The breeding range of the species stretches throughout the steppe zone of Eurasia from Romania and Ukraine in the west to the Russian Altai and Kazakhstan in the east. Occasionally the species is recorded as breeding further
north, in the forest-steppe zone. In the north of the desert zone, it forms large colonies in the valleys and in the river deltas.
Nest in loose colonies or several tens or hundreds of pairs on open ground, usually near water, occasionally several thousand in colony. Sites may move from year to year, even when still apparently suitable.
Nest is a simple scrape, sparsely lined with dry plant pieces. 3-4 eggs, incubation by both sexes. Chick similar to that of G. pratincola but somewhat darker.
From 60% to 100% of clutches and chicks die annually because of trampling of nests and chicks by grazing cattle, increased predator pressure, namely by corvids, predation by terrestrial mammals which varies from year to year depending on availability of other food sources. Oher threats are heavy rains and hailstorms and severe droughts.

Feeding habits

Insectivorous bird, feeding on beetles, ants, grasshoppers,
locusts etc. In spring often feeds close to colonies on
patches of bare ground. In summer catches insects in the air, flying at lower altitudes over ground or water. At the end of summer usually feeds in flocks high in the air, catching abundant insects. In wintering areas feeds on locusts and other flying insects. Requires water for
drinking, and during the day makes regular flights to areas of water. Forages mainly on the wing, often in flocks of hundreds or even thousands of birds, especially when locusts are swarming, also feeds on ground by running swiftly after prey, usually hunts in early morning and late evening, often after dusk.
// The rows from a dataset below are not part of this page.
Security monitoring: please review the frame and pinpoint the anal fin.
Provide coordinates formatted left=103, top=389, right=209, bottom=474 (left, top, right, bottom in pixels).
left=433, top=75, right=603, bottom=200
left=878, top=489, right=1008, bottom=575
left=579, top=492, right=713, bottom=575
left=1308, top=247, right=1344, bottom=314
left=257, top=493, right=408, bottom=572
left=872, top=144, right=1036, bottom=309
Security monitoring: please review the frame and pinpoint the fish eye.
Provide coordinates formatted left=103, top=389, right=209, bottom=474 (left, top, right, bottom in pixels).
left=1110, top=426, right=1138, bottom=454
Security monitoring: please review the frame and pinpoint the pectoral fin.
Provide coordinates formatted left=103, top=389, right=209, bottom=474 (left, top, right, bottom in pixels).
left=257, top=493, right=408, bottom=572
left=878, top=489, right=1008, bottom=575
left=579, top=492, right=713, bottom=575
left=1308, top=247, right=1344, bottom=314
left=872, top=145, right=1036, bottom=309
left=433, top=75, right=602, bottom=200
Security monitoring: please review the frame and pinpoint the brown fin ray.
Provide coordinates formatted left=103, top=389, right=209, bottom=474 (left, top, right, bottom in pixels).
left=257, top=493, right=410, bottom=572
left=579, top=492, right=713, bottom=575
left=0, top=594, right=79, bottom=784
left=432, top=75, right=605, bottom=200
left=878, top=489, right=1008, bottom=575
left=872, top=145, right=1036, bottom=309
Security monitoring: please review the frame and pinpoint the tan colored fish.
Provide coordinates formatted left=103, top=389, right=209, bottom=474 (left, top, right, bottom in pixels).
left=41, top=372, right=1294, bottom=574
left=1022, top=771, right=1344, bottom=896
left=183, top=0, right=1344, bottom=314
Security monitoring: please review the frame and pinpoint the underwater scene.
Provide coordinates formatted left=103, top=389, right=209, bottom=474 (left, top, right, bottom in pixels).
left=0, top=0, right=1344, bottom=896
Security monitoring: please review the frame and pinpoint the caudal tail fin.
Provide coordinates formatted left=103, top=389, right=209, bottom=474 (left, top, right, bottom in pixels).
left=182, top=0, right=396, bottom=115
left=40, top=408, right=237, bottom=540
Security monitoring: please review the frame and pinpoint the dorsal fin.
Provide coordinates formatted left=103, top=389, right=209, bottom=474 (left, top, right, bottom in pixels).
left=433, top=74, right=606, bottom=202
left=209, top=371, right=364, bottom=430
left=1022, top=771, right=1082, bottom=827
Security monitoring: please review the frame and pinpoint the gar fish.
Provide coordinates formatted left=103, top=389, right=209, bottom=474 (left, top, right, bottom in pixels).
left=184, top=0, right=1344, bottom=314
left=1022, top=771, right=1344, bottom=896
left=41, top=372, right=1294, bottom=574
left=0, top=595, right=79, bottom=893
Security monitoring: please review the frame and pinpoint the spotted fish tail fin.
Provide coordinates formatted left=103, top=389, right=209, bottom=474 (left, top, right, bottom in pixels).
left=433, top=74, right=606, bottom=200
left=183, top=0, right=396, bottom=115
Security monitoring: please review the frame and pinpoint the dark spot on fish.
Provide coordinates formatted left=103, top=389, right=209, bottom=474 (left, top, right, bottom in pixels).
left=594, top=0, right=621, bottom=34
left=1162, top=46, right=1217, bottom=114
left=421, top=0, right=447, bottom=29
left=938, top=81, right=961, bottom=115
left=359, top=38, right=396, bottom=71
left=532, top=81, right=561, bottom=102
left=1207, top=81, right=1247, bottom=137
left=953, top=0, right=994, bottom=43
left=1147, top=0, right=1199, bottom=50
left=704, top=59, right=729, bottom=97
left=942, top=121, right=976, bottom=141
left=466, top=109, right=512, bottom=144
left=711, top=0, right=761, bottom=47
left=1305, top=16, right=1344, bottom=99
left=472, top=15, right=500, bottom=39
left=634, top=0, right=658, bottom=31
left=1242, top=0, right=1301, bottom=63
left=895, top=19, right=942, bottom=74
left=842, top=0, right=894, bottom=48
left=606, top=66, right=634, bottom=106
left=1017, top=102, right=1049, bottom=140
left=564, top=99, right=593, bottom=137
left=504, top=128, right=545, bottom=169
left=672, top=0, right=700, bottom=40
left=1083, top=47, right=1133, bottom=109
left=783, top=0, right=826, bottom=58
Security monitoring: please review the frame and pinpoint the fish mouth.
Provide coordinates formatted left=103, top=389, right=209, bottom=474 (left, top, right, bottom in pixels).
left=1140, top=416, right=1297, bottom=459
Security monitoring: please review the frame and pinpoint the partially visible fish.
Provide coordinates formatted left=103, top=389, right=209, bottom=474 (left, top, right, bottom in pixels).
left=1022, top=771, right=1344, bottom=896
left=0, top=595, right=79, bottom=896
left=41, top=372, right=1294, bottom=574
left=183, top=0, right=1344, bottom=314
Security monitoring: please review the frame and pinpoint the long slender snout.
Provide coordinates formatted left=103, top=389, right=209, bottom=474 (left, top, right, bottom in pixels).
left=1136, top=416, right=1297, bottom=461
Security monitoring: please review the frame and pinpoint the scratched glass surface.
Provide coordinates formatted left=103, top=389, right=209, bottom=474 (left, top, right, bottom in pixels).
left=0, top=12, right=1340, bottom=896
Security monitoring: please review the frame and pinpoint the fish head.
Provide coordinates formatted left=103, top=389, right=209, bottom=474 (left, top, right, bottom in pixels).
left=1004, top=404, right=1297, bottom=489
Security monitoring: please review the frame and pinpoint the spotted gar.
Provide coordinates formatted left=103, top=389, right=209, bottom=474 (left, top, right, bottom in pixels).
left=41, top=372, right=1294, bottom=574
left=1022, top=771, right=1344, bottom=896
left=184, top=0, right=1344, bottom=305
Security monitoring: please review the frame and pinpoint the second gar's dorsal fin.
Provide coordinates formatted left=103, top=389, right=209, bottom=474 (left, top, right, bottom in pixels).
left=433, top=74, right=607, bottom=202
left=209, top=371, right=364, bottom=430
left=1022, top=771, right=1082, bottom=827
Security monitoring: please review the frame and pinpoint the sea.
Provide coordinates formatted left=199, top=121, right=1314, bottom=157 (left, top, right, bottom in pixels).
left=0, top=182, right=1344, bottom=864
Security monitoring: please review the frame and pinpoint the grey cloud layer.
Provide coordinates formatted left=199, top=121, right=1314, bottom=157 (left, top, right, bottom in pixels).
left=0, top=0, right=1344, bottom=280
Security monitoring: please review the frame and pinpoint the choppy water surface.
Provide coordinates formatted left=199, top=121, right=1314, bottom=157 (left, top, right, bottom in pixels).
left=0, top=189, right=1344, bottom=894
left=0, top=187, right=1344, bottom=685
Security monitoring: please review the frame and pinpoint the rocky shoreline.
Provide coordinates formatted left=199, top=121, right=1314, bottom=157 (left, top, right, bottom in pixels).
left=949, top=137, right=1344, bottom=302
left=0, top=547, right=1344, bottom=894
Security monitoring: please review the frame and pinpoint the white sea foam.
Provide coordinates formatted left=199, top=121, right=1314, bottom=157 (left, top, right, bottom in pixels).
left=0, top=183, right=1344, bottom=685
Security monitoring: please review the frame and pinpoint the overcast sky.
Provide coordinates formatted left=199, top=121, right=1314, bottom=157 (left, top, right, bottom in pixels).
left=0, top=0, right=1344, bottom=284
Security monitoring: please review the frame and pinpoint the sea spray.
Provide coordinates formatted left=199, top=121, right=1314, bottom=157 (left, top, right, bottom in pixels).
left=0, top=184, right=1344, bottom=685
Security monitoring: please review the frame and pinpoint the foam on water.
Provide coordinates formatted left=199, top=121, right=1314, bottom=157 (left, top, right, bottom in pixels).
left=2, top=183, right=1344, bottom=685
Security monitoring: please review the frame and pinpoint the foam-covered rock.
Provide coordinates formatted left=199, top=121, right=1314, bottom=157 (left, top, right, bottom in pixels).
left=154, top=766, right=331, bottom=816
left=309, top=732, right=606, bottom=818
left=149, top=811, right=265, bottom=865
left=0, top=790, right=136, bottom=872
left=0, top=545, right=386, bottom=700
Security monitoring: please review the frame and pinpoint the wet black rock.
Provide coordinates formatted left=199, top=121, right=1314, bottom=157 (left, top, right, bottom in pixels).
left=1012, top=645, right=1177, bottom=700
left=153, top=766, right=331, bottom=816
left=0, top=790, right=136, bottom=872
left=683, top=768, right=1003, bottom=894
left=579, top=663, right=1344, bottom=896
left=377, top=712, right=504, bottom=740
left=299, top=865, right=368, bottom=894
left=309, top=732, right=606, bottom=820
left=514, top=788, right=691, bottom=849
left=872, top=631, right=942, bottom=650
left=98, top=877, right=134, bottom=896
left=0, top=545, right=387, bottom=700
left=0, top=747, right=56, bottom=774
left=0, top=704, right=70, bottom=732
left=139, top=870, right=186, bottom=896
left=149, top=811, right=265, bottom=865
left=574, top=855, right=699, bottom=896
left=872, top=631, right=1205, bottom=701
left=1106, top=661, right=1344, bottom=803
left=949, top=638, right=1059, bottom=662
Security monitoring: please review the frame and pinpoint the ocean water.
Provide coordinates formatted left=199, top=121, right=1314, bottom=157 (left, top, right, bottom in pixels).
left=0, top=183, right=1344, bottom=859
Although difficult to classify, the evidence of declines in Europe, West Africa and Central Asia indicate that this species has experienced moderately rapid overall declines, and thus warrants Near Threatened status.
Glareola nordmanni is a summer visitor to south-east Europe, which accounts for less
than half of its global breeding range. Its European breeding population is small (as
few as 2,500 pairs), but was stable between 1970-1990. However, the species declined
across most of its European range during 1990-2000-most crucially in its Russian
stronghold-and underwent a very large decline (>50%) overall. Consequently, this
previously Rare species (categorised as Data Deficient at a global level) is now
evaluated as Endangered.
The evidence of declines in Europe and West Africa and equivocal evidence from Kazakhstan indicate that this species is declining fairly rapidly and and thus warrants Near Threatened status. Further information from central Asia and Asiatic Russia may indicate that an even higher category of threat is appropriate.
Threats are poorly understood. Where declines are occurring the key factors are probably the conversion of steppe to arable agriculture, egg and chick mortality from trampling livestock and agricultural operations, such as harrowing. In Ukraine, predation by corvids may affect breeding success. In the wintering grounds, agricultural practices and grassland degradation may have reduced the area of available habitat.
Black-winged Pratincole status Near Threatened


Migratory. Winters entirely within Afrotropical region; unlike northern Collared Pratincoles, most are transequatorial migrants. Migrates from breeding grounds (south-west Asia, south-east Europe) to African tropics on broad front across Iran, Iraq, Turkey (only marginally extending to Balkans), and northern Arabia, but very few passage observations anywhere in Middle East, and assumed these (often arid) areas crossed in high-altitude, unbroken flight.
Large flocks formed after breeding (late June to mid-July), followed by large-scale departures August-September. First birds reappear in FSU second half April, with main arrivals in May.